1. Williams, a native of Boston and a great-nephew of Benjamin Franklin, had been prize agent and commercial agent for Congress at Nantes during the American Revolution. After the war he returned to the United States, settled in Philadelphia, and became an investor in various stock and land operations. In 1796 he was appointed associate judge of the Court of Common Pleas in Philadelphia.
2. H had been in Philadelphia from June 2 to June 8, 1796. An entry in his Cash Book, 1795–1804, for June 2, 1796, reads: “… June 9 for my expenses to Philadelphia 34” (AD, Hamilton Papers, Library of Congress).

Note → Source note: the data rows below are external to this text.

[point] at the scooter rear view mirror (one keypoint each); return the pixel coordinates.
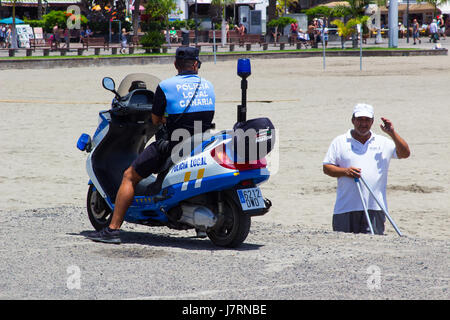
(109, 84)
(244, 68)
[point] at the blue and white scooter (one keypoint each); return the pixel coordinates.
(211, 189)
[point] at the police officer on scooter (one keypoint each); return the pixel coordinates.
(178, 103)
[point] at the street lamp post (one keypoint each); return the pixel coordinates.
(407, 21)
(196, 23)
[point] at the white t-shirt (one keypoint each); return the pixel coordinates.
(373, 158)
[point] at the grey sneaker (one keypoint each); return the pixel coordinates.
(106, 235)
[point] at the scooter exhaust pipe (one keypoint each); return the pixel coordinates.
(197, 216)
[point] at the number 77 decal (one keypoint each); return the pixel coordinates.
(198, 181)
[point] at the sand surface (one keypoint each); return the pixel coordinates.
(43, 112)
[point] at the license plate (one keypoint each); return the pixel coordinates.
(251, 199)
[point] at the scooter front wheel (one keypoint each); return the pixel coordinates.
(235, 227)
(98, 210)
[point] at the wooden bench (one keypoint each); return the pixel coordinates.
(39, 43)
(253, 38)
(96, 43)
(218, 34)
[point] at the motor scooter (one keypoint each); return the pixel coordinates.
(212, 188)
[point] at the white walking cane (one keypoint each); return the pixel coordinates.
(358, 183)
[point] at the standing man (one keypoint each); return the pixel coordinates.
(434, 35)
(360, 152)
(177, 105)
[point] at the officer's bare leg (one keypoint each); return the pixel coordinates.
(124, 197)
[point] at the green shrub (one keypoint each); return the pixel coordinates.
(153, 39)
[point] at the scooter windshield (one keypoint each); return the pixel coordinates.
(151, 82)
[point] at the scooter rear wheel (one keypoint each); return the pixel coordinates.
(235, 227)
(98, 210)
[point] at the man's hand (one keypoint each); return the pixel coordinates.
(387, 126)
(400, 144)
(337, 172)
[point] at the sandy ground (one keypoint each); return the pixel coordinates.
(43, 112)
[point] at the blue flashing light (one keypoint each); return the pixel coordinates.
(244, 68)
(83, 142)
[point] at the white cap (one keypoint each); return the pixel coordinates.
(363, 110)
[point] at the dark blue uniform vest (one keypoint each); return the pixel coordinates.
(180, 90)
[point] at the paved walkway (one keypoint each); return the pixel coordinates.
(402, 43)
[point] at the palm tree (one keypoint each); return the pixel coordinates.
(223, 4)
(135, 17)
(355, 9)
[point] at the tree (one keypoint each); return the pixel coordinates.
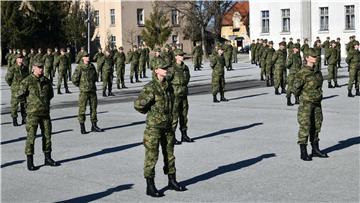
(157, 30)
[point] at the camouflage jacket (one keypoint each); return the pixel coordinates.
(156, 99)
(85, 77)
(308, 85)
(38, 92)
(179, 76)
(15, 75)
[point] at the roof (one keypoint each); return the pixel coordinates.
(241, 7)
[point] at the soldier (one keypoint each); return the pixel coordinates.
(133, 58)
(179, 76)
(353, 60)
(37, 91)
(156, 99)
(62, 76)
(85, 77)
(278, 61)
(252, 50)
(197, 56)
(99, 58)
(217, 63)
(120, 67)
(227, 55)
(326, 45)
(308, 85)
(48, 59)
(14, 76)
(331, 57)
(269, 66)
(294, 65)
(108, 73)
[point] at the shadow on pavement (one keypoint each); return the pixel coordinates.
(343, 144)
(99, 195)
(248, 96)
(229, 130)
(103, 152)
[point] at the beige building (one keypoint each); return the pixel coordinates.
(121, 22)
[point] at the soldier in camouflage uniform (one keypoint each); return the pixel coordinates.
(353, 60)
(37, 91)
(308, 85)
(331, 57)
(85, 77)
(48, 59)
(217, 63)
(156, 100)
(197, 56)
(269, 66)
(14, 76)
(179, 76)
(294, 65)
(62, 76)
(278, 60)
(120, 60)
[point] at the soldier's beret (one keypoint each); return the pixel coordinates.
(179, 52)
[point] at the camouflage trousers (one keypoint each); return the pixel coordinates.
(62, 76)
(15, 106)
(332, 72)
(180, 111)
(120, 73)
(217, 83)
(84, 98)
(354, 77)
(107, 80)
(32, 123)
(153, 137)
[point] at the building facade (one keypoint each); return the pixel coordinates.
(302, 19)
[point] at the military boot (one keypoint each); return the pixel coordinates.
(215, 99)
(350, 94)
(96, 128)
(151, 189)
(15, 123)
(49, 161)
(289, 101)
(184, 137)
(30, 163)
(173, 184)
(303, 153)
(82, 128)
(316, 151)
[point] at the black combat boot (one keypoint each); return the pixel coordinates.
(49, 161)
(215, 99)
(316, 151)
(15, 123)
(151, 189)
(289, 101)
(82, 128)
(350, 94)
(173, 184)
(30, 163)
(303, 153)
(96, 128)
(330, 85)
(184, 137)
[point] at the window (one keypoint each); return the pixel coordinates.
(140, 16)
(96, 18)
(112, 16)
(285, 15)
(324, 18)
(265, 21)
(350, 17)
(174, 17)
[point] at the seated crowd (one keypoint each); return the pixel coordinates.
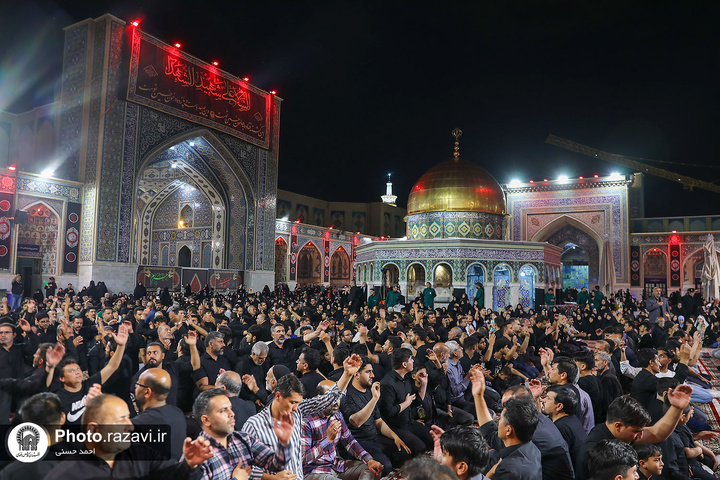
(323, 383)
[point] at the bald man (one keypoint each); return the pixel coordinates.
(151, 392)
(232, 384)
(108, 415)
(321, 433)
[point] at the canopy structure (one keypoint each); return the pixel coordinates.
(607, 269)
(711, 270)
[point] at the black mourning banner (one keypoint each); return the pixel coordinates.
(164, 78)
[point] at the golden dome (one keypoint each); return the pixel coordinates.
(456, 186)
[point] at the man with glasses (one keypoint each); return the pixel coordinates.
(75, 387)
(151, 393)
(644, 387)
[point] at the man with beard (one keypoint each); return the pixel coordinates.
(359, 407)
(212, 361)
(321, 432)
(74, 390)
(151, 393)
(155, 358)
(108, 415)
(656, 305)
(282, 349)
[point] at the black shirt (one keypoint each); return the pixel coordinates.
(354, 401)
(73, 403)
(519, 462)
(597, 434)
(393, 391)
(284, 355)
(166, 415)
(310, 381)
(574, 434)
(210, 367)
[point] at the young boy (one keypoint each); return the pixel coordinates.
(649, 460)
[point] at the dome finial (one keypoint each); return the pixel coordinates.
(457, 133)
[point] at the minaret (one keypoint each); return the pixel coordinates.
(389, 198)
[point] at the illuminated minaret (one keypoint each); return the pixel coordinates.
(389, 198)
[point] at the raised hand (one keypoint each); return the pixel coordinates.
(24, 324)
(680, 396)
(375, 390)
(436, 432)
(121, 337)
(401, 445)
(375, 467)
(196, 451)
(283, 428)
(536, 388)
(478, 382)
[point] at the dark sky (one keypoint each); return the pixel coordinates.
(376, 87)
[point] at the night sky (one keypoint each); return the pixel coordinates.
(376, 87)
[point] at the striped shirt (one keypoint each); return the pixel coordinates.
(320, 454)
(241, 449)
(260, 426)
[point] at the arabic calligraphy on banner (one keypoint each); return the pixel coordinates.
(166, 79)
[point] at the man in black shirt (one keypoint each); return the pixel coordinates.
(359, 407)
(151, 393)
(72, 394)
(559, 402)
(282, 349)
(307, 367)
(515, 455)
(212, 361)
(628, 422)
(395, 399)
(644, 384)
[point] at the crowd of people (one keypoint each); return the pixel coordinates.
(324, 383)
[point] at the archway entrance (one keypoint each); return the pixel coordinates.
(415, 280)
(180, 200)
(475, 274)
(655, 271)
(280, 260)
(527, 287)
(570, 231)
(575, 268)
(184, 257)
(501, 287)
(309, 265)
(340, 267)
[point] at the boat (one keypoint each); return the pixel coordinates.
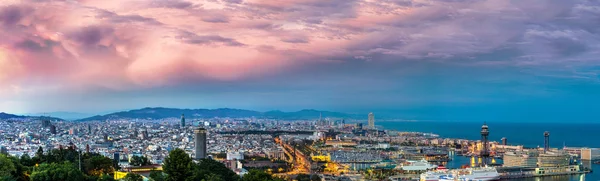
(433, 175)
(385, 164)
(421, 165)
(468, 174)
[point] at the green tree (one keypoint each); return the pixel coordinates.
(7, 167)
(21, 172)
(157, 175)
(26, 160)
(57, 171)
(139, 161)
(213, 177)
(303, 177)
(257, 175)
(315, 178)
(98, 165)
(205, 167)
(133, 177)
(106, 177)
(178, 165)
(7, 178)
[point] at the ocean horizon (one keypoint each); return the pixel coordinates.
(526, 134)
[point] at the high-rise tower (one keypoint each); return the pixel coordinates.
(371, 121)
(546, 141)
(485, 154)
(182, 121)
(200, 143)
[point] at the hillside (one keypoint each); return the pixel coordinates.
(12, 116)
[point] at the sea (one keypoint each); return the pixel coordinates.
(528, 134)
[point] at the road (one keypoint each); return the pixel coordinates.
(297, 158)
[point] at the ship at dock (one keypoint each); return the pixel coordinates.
(467, 174)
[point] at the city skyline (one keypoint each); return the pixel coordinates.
(458, 60)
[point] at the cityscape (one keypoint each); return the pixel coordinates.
(299, 90)
(324, 148)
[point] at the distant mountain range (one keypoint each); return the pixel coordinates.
(12, 116)
(161, 113)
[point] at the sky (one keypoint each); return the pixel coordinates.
(421, 59)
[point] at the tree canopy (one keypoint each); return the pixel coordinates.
(157, 175)
(6, 166)
(178, 165)
(139, 161)
(133, 177)
(57, 171)
(256, 175)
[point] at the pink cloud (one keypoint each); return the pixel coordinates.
(119, 43)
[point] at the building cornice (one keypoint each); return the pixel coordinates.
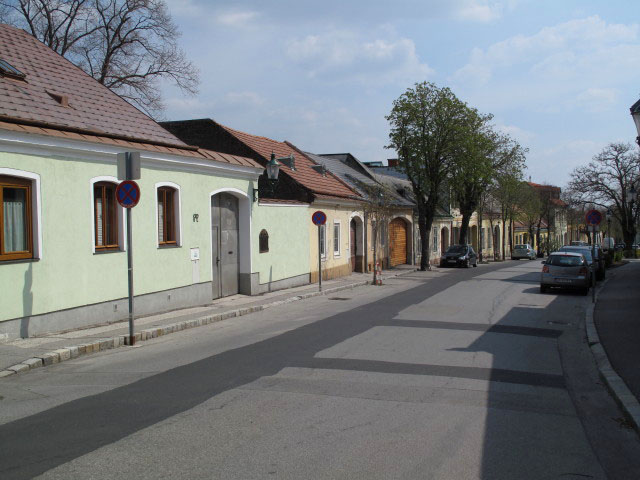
(48, 146)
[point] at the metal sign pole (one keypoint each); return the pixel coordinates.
(593, 255)
(132, 337)
(319, 260)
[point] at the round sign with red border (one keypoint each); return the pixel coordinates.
(128, 194)
(593, 217)
(319, 218)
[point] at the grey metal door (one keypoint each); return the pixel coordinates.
(224, 231)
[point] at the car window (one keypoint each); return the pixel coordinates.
(581, 250)
(565, 261)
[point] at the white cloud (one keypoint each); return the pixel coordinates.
(519, 134)
(246, 98)
(341, 55)
(479, 10)
(571, 49)
(579, 64)
(598, 99)
(237, 19)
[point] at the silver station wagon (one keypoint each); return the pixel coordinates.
(565, 270)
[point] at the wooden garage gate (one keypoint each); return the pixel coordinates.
(397, 242)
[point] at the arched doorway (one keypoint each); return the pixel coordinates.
(225, 245)
(398, 241)
(444, 240)
(356, 244)
(474, 237)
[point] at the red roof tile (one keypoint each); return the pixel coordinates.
(305, 175)
(93, 108)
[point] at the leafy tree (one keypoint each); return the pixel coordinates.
(427, 125)
(505, 191)
(127, 45)
(607, 182)
(483, 153)
(529, 207)
(473, 169)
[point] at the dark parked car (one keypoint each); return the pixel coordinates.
(523, 251)
(597, 263)
(460, 256)
(565, 270)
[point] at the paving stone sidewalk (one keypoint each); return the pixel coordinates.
(22, 355)
(613, 330)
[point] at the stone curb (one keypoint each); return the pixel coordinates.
(616, 386)
(67, 353)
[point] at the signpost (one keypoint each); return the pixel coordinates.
(319, 218)
(128, 196)
(592, 219)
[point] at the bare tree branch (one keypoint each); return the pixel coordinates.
(127, 45)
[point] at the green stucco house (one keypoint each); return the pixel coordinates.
(199, 232)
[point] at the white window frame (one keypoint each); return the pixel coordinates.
(36, 210)
(122, 237)
(177, 212)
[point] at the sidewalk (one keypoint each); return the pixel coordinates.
(617, 320)
(22, 355)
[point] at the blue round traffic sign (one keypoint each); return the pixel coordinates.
(593, 217)
(128, 194)
(319, 218)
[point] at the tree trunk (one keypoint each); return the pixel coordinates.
(424, 237)
(503, 239)
(374, 234)
(463, 238)
(480, 230)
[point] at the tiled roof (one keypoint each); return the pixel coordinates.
(306, 176)
(128, 144)
(351, 176)
(92, 108)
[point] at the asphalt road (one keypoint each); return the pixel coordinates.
(461, 374)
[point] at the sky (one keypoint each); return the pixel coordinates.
(558, 76)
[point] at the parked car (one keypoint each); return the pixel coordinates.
(565, 270)
(596, 263)
(460, 256)
(523, 251)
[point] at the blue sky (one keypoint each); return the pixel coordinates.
(559, 76)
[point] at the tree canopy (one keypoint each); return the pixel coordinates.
(607, 182)
(428, 124)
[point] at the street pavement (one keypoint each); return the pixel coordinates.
(617, 319)
(14, 353)
(453, 374)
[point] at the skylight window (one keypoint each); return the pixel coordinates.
(8, 70)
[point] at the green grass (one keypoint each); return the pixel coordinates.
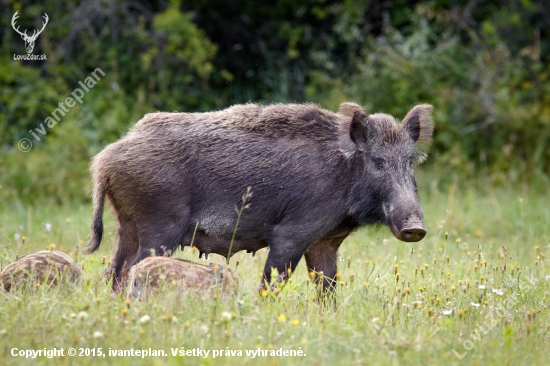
(497, 240)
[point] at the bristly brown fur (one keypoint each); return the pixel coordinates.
(315, 175)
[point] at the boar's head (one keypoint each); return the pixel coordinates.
(384, 189)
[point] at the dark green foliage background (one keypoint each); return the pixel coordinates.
(483, 64)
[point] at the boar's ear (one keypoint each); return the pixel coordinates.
(359, 125)
(418, 123)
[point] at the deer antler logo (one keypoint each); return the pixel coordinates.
(29, 40)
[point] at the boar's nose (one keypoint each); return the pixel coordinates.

3. Alexander Macomb, a native of Ireland, had engaged in trade with the Indians in the American West during the American Revolution and was a partner with his brother William and William Edgar in the Detroit firm of Macomb, Edgar, and Macomb, which supplied the British Indian department. After the Revolution he settled in New York where he became a wealthy businessman and speculator. In December, 1791, he formed a partnership for speculation in public securities with William Duer; both partners went to jail in 1792.
In the April, 1797, term of the United States Circuit Court for the District of New York Williams prosecuted Macomb and Duer. Williams’s declaration stated that on January 16, 1792, he and Duer had signed agreements that Williams would deliver to Duer by April 15, 1792, fifty thousand dollars of United States stock at six percent, in exchange for a cash payment of “twenty seven shillings in the pound” by the same date. Duer and Macomb, however, refused to buy the stock, and Williams claimed damages of twenty thousand dollars (RG 21, Records of the United States Circuit Court for New York, National Archives [filed May 8, 1798]).
For the details of Williams’s stock transactions with Duer and Macomb, see Clement Biddle’s Account Books, 1790–1799, in the Columbia University Libraries.
4. An entry in H’s Cash Book, 1795–1804, for February 9, 1797, reads: “Alexander McComb for opinion & retainer in the case of Jo Williams 15” (AD, Hamilton Papers, Library of Congress).